Essen/Dortmund. Grundschulstudie zeigt deutliche Unterschiede im Wortschatz bei Viertklässlern. Forscher fordern mehr Sprachförderung in Kitas und Grundschulen.
Grundschulkinder, die fast täglich Bücher lesen, verfügen über einen erheblich höheren Wortschatz als Kinder, die hauptsächlich an digitalen Geräten lesen. Benachteiligt sind ebenso Kinder mit einer Zuwanderungsgeschichte sowie Kinder, deren Eltern einen eher niedrigen Bildungsabschluss haben.
Dies ergab eine Analyse, für die das Institut für Schulentwicklungsforschung (IFS) der TU Dortmund die Daten von bundesweit gut 4600 Schülerinnen und Schülern der vierten Klasse aus 252 Grundschulen ausgewertet hat. Die Kinder hatten im Frühjahr an der regelmäßigen „Internationalen Grundschul-Lese-Untersuchung“ (IGLU) teilgenommen. Die Ergebnisse der IGLU-Sonderauswertung verdeutlichten einmal mehr den Zusammenhang von Herkunft und Bildungserfolg, so die Bildungsforscher. Der Wortschatz müsse in den Grundschulen systematisch gefördert und spezifische Schülergruppen stärker in den Blick genommen werden.
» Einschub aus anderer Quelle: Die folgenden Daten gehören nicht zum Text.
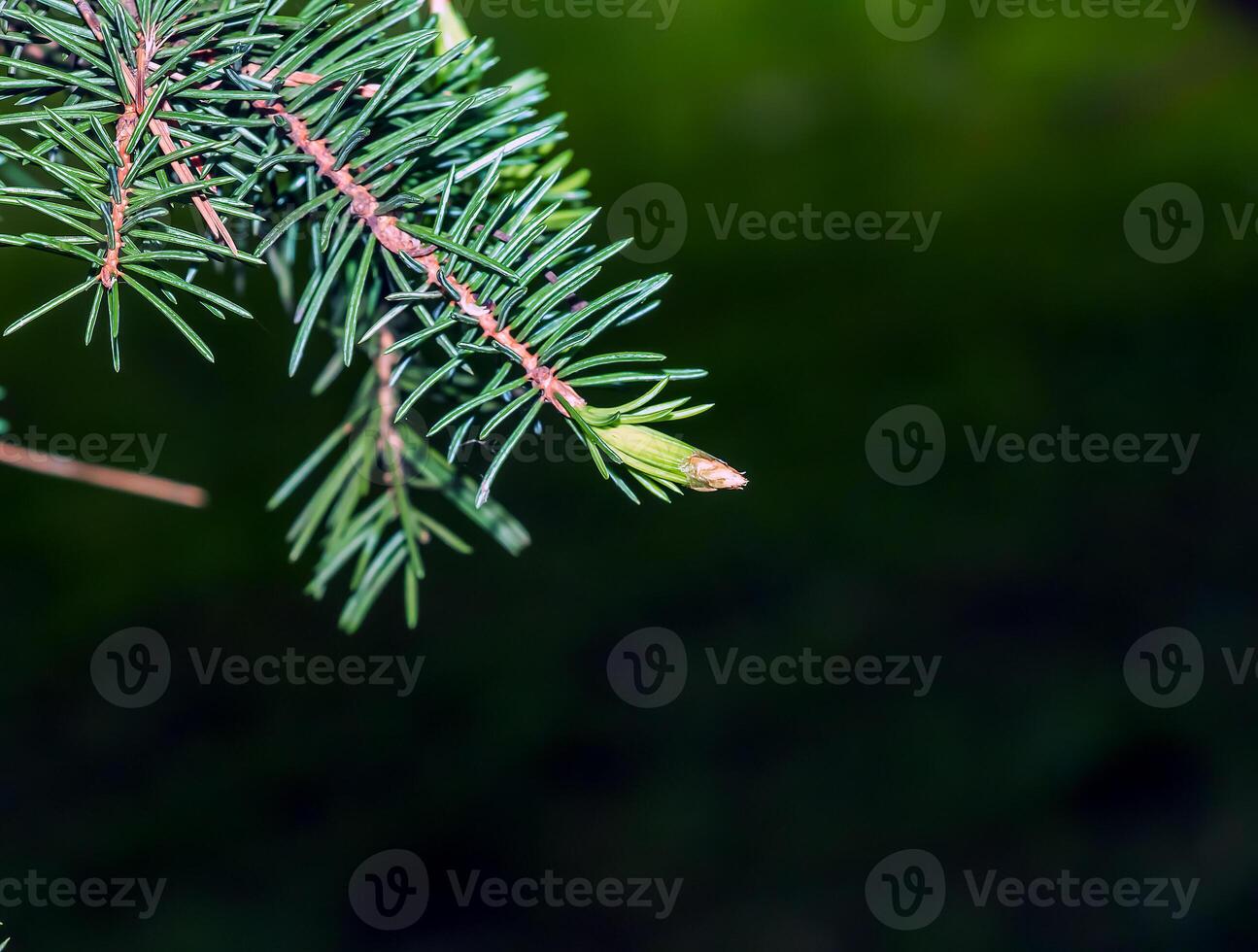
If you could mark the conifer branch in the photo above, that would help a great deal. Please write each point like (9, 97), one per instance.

22 Prozent lesen fast nie ein Buch
Demnach gab die Hälfte der Grundschulkinder an, fast täglich Bücher zu lesen, während 22 Prozent nie oder maximal einmal im Monat ein Buch in die Hand nehmen. Schülerinnen und Schüler, die viel lesen zeigten dabei einen deutlichen Vorsprung beim Wortschatz gegenüber ihren Altersgenossen, die kaum lesen. „Die durchschnittlichen Unterschiede entsprechen zwischen manchen Schülergruppen dem Lernzuwachs von über einem Jahr“, so die Studie.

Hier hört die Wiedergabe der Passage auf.